С Казиком они тогда топтали вместе стог, стоптали его, высокий и грузный, и Мирон уже собирался слезать, оставив вершить Казика, — завершит, никуда не денется, — как стог вдруг раскололся и поехал в стороны: половина с Мироном — в одну, вторая — с Казиком — в другую.
Кто складывал сено, тот знает, как непросто стоптать хороший стог. Чтоб он стоял как кукла, и в меру высокий, и в меру грузный, чтоб ни одна его сторона не была «зарвана» и чтоб ни на одну сторону не «напустить» лишку. Все зависит от умения «топтунов». На стогу они не стоят ни минуты на одном месте. Как будто связанные невидимой веревкой, они ходят друг за другом, по разные стороны жерди, — вокруг, вокруг, вокруг… Кладутся две охапки сена, на них — третья. Она связывает, прикрывает, прижимает. Как рыбья чешуя: каждая чешуйка прячет под собой две, а ее в свою очередь прикрывают другие… Ходят, кружат «топтуны» по стогу — вяжут, топчут стог…

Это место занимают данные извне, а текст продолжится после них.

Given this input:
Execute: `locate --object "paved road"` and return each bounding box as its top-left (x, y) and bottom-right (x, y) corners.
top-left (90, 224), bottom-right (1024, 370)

Мирон с Казиком или позабыли это правило, или просто не хотели уступать друг другу, но у каждого из них был свой подавальщик, и каждый из них топтал на своей стороне.
Мирон выбрался из-под сена и схватил Казика за грудки: у него был к Казику давний, неоплаченный должок. Еще в войну Казик нашептал своему племяннику Винцесю, который служил в районной полиции и иногда приезжал в Слободу, что Мирон, как-то подвыпив, пел веселые припевки про полицаев. Вот однажды Винцесь и завернул к Мирону во двор — тот как раз колол дрова возле истопки. Винцесь приказал Мирону снять штаны и, положив его на порог истопки худыми половинками вверх, отсчитал двадцать шомполов. Винцесь до своего достукался, свернул голову, а на Казика Мирон затаил злость, и теперь его прорвало. Мирон отвесил Казику хорошую оплеуху, но тот тоже был не из слабеньких, и ростом был повыше, и кулак имел побольше — достал им Мирона в нос. Пока люди нахохотались, пока опомнились, они таки прилично успели отделать друг друга.